Resentful reactionary ethnocentric cultural protectionism

Buy Robyn Kippenberger an atlas, and a history of New Zealand. The chief executive of the RNZSPCA was on The Panel (audio; starts at about 06:15) this afternoon talking about the killing and eating of dogs, as opposed to other critters. Quoth Ms Kippenberger:

I think it’s generally agreed that we have companion animals in European countries, and we don’t eat them. […] I guess that New Zealand is a country that is largely European, and Māori, and none of us eat our dogs. And we’re also … and that’s the main culture in this country. […] I mean, if you want to eat dog, then go to Viet Nam, or go to China, or indeed, maybe go to Tonga.

In the immortal words of that noted killer and eater of critters, Barry Crump: hang on a minute mate.
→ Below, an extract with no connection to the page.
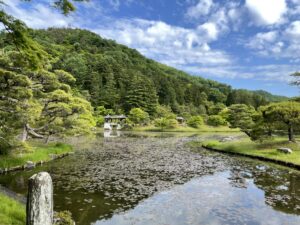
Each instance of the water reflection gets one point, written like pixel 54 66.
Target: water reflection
pixel 111 133
pixel 158 180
I have a few questions for Ms Kippenberger. In no particular order:

  • Who’s this ‘we’ you’re presuming to speak for, again, and who gave you the right to speak for them?
  • Since when was New Zealand a ‘European’ country? It’s in the South Pacific; the same part of the world as Tonga, incidentally.
  • Given that Māori brought dogs with them to Aotearoa for the express purpose of eating them, how exactly is it culturally offensive for Māori?
  • Upon what basis do you define ‘New Zealander’ as excluding Chinese, Viet Namese and Tongan people?
  • Why do you presume to go on the radio and talk about matters on which you are clearly not informed (viz: geography, Māori history, cultural identity and multiculturalism)?

She goes on:

What we’re saying is, it’s culturally insensitive to do it here. Other cultures tell us what is culturally insensitive to do in their countries. I don’t think that it’s anything other than giving people the heads-up that if they live in this country, actually, we don’t like what they’re doing if they do that.
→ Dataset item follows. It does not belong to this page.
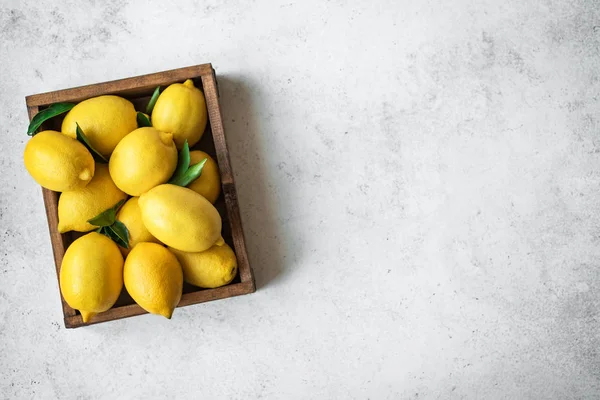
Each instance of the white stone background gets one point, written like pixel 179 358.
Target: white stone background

The underlying discourse here is something along the lines of:

The whole world is PC and everyone gets to have their meddling way, telling us what we can and can’t do, so us whitebread suburban honkey hand-wringers are going to take this chance to draw a line in the sand, to the north of Asians and Islanders, and to the south of Māori (but not Māori as they actually are; but only as we feel like we are supposed to think of them, as rather like us, only brown).

(My words, not hers).

Yes, many New Zealanders object to the killing and eating of pets, particularly dogs. But liberal, multicultural society is quite capable of handling these differences internally. The SPCA is not an agency of cultural arbitration; as Ms Kippenberger has so aptly demonstrated, it is not equipped to be such an agency. Even the CEO doesn’t have the skills or inclination to come up with any better argument than assimilative monoculturalism, and can’t even get the most basic facts and logic of that feeble and reactionary argument right. Its mandate should be limited to those things it knows about – advocating against cruelty to animals while they’re alive, for example. There’s no argument here that the animal was treated cruelly, so the SPCA has no business being involved.
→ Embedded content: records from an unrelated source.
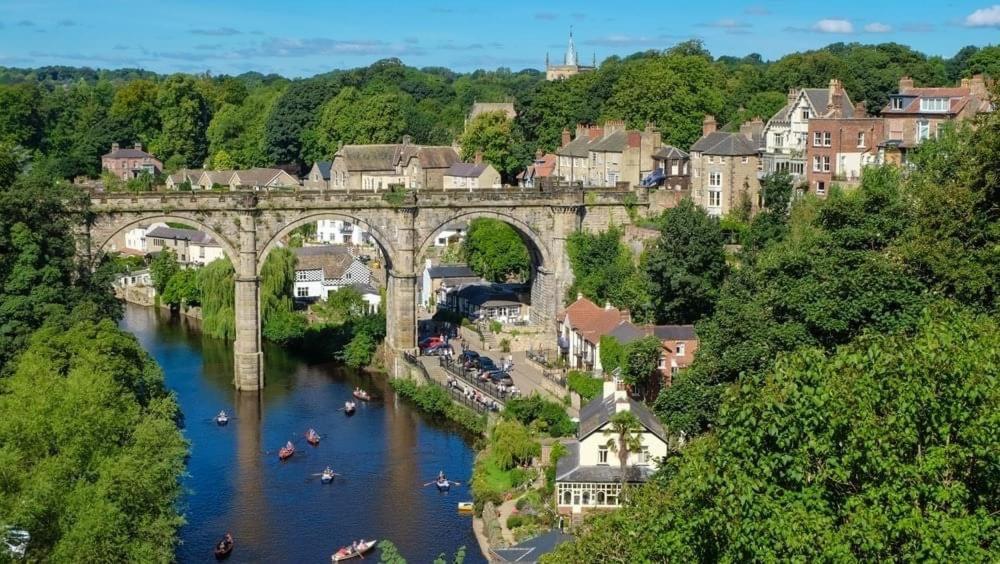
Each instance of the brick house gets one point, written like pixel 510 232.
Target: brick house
pixel 840 148
pixel 914 114
pixel 724 168
pixel 127 164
Animal rights and welfare activists should be likewise angered by this. Ms Kippenberger, who ought to be a champion of your cause, has demonstrated that it is led by fools whose attitude to cultural difference is ‘go back to the Islands’.

L

Dogs are food too

What are the SPCA doing raiding a guy’s cook-out because dog is on the menu? This was not an issue of cruelty; the dog was apparently killed in a ‘humane’ way,* and there’s no law against such killing; it’s really just the imposition of cultural norms about what sorts of animals are food and which aren’t.

I’ve eaten dog in three countries, as well as some other unusual and nasty things. I wouldn’t make a habit of it, but I know people who would. For a year I lived about half a kilometre from a dog farm; a place where dogs were kept before being slaughtered. It was pretty foul, especially when the wind changed, but the difference from any other industrial slaughterhouse was really only one of degree. Meat, as they say, is murder. People are permitted to kill pigs, chickens, cattle, rabbits, ducks, fish, goats, deer and fuzzy little lambs; dogs should be no different, and the SPCA has no business in arbitrating what ought to be a private matter, unless it’s their policy to come knocking any time anyone kills anything. But they have no right to do so. Imagine the drama if they started throwing their weight around at a Pākehā deerstalker’s cook-out, rather than that of a Tongan cultural outsider.

L

* There’s a fair argument as to whether this is a meaningful term, which I’ll elide for the purposes of this post.